Normal sound transduction in IHCs also relies on the stria vascularis, which maintains high K+ levels and a +80 mV endocochlear potential. Stereocilia deflection allows K+ to enter IHCs via MET channels and subsequently exit into the perilymph, after which it is recycled through the spiral ligament and stria vascularis back into the endolymph. This recycling is sustained by a network of ion transport systems. Na+/K+/2Cl⁻ cotransporters and Na+/ K+-ATPase pumps on the basolateral membrane of marginal cells in the stria vascularis mediate K+ uptake from the intrastrial space into the cytoplasm of marginal cells, while Cl⁻ exits into the intrastrial space via Cl⁻ channels on the same membrane.

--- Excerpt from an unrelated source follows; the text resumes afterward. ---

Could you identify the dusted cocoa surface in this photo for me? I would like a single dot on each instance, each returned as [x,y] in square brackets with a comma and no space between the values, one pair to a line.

K+ is then secreted into the endolymph via K+ channels on the apical membrane of marginal cells, contributing to ionic homeostasis and the maintenance of the endocochlear potential.[5,53]
IV. Conclusions
The present study comprehensively reviews the major cellular and molecular mechanisms supporting auditory signal encoding in IHCs. IHCs play a critical role in converting mechanical sound waves into electrical signals through a complex interaction of diverse ion channels and ribbon synapses working synergistically to ensure precise auditory signal processing. These intricate mechanisms are essential for maintaining the high spectral and temporal sensitivity of the auditory system. Understanding these mechanisms would deepen our knowledge of auditory function and offer critical insights for developing therapeutic strategies for hearing disorders, including the advancement of cochlear implants.